Dada la demolición ocurrida desde hace un cuarto de siglo en las humanidades universitarias en nombre de la equidad, y dada la facilidad con la que los requerimientos identitarios y los vetos de la academia —sobre todo el empecinamiento en que la representación es crucial, pero la calidad no lo es— hayan acabado por prevalecer en el ámbito corporativo de toda la anglosfera, no sorprende entonces que muchos conservadores reconsideren su adhesión al llamado libre mercado. La pregunta, por ende, es obvia: ¿por qué han tardado tanto? ¿De verdad no advirtieron que el capitalismo con el que sobradamente se identificaban —al margen del hecho de que esa compenetración era en gran medida dialéctica, en el sentido de que fueron procapitalistas por ser anticomunistas— era, como afirmó una vez mi madre, «el elefante en la cacharrería de la historia de la humanidad»?
Es como si, de algún modo, los conservadores hubiesen imaginado que la concepción cultural que inmejorablemente expresó T. S. Eliot en «La tradición y el talento individual», donde arguye que la verdadera importancia de la obra de un artista —incluso, de hecho y acaso sobre todo, la de los más innovadores y originales, en el sentido recto y no efectista de estos vocablos, y que el propio Eliot encarnara— estriba en la relación entre dicho artista y los poetas y artistas muertos que lo preceden, podría prosperar mucho tiempo en una cultura capitalista.
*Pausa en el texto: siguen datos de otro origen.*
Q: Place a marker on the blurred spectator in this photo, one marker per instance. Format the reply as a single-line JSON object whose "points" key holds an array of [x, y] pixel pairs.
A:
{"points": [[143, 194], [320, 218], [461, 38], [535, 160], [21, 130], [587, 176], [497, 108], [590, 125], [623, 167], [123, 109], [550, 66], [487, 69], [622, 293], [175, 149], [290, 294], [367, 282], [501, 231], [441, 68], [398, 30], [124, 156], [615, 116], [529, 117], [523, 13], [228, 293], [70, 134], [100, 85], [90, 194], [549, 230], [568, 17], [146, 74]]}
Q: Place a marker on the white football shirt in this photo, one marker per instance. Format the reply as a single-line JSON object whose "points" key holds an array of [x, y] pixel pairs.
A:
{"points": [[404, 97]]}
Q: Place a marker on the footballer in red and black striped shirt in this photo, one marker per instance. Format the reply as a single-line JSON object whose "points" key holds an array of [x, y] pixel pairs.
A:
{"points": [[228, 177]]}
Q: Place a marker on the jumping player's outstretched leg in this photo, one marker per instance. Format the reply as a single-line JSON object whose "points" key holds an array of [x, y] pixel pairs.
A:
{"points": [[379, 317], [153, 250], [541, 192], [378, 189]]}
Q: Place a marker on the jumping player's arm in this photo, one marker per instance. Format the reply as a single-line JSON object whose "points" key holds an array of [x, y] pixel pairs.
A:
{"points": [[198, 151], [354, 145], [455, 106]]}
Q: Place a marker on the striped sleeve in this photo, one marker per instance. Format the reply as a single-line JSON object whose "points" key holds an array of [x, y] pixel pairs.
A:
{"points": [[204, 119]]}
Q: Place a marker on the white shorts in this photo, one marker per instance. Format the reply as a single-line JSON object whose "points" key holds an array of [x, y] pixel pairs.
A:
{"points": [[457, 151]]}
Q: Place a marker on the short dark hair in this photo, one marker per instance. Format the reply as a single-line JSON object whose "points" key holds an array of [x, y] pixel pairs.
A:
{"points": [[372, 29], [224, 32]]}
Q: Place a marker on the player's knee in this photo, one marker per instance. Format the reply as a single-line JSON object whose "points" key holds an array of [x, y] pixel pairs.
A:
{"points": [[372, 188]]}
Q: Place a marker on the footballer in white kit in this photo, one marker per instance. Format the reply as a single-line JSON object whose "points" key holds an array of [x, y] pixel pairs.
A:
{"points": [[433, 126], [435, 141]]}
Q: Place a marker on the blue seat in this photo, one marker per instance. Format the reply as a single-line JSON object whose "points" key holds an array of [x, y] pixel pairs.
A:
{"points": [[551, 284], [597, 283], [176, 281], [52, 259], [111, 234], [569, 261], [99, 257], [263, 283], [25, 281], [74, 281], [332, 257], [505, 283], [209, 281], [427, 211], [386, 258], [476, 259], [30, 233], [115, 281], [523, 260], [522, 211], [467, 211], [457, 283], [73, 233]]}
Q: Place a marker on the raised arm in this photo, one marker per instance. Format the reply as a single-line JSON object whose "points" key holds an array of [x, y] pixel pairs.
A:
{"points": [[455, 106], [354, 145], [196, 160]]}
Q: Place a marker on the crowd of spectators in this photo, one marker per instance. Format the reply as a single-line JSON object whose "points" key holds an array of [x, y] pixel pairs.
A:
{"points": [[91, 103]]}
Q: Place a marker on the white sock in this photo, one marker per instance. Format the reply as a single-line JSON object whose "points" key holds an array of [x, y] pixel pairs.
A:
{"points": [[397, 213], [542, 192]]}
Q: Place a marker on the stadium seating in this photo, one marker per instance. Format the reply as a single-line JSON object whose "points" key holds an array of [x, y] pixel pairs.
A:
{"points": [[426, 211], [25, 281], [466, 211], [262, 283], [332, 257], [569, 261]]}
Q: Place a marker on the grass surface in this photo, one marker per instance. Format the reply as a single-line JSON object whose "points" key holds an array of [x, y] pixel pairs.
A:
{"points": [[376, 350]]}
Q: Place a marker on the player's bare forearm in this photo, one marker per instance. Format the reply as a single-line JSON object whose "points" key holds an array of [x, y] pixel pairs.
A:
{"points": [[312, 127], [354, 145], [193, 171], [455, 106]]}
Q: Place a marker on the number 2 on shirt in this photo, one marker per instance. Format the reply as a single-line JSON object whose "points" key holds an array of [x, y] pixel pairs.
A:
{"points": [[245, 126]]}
En otras palabras, es como si, de algún modo, supusieran que lo que Daniel Bell describió como el «individualismo radical en la economía [del capitalismo] y, así, su disposición a destruir todas las relaciones sociales tradicionales en el proceso», una ideología que, para emplear la jerga identitaria actual, es por definición «presentista» y además desprecia palmariamente el pasado, podría de algún modo dejar aún espacio libre al tradicionalismo en la cultura según el sentido dado por Eliot.
Pues la tradición, al menos a largo plazo (ya que siempre hay evidentes solapamientos entre épocas históricas y culturales), es el oponente cultural, y quizá incluso moral, de la innovación, anhelada siempre, en definitiva, por el libre mercado. Por emplear el cliché de las escuelas de negocios, las nuevas tecnologías generan nuevas industrias que a su vez producen nuevos bienes y servicios. En el proceso, las relaciones sociales se transforman. Incluso si están en lo cierto quienes sostienen que el capitalismo, mediante el proceso que Schumpeter bien describió como «destrucción creativa», es el mejor sistema económico de la historia para la creación de prosperidad, el precio que siempre se ha cobrado es el de la alta cultura.
Este texto es un fragmento de ‘Deseo y destino’ (Debate, 2025), de David Rieff.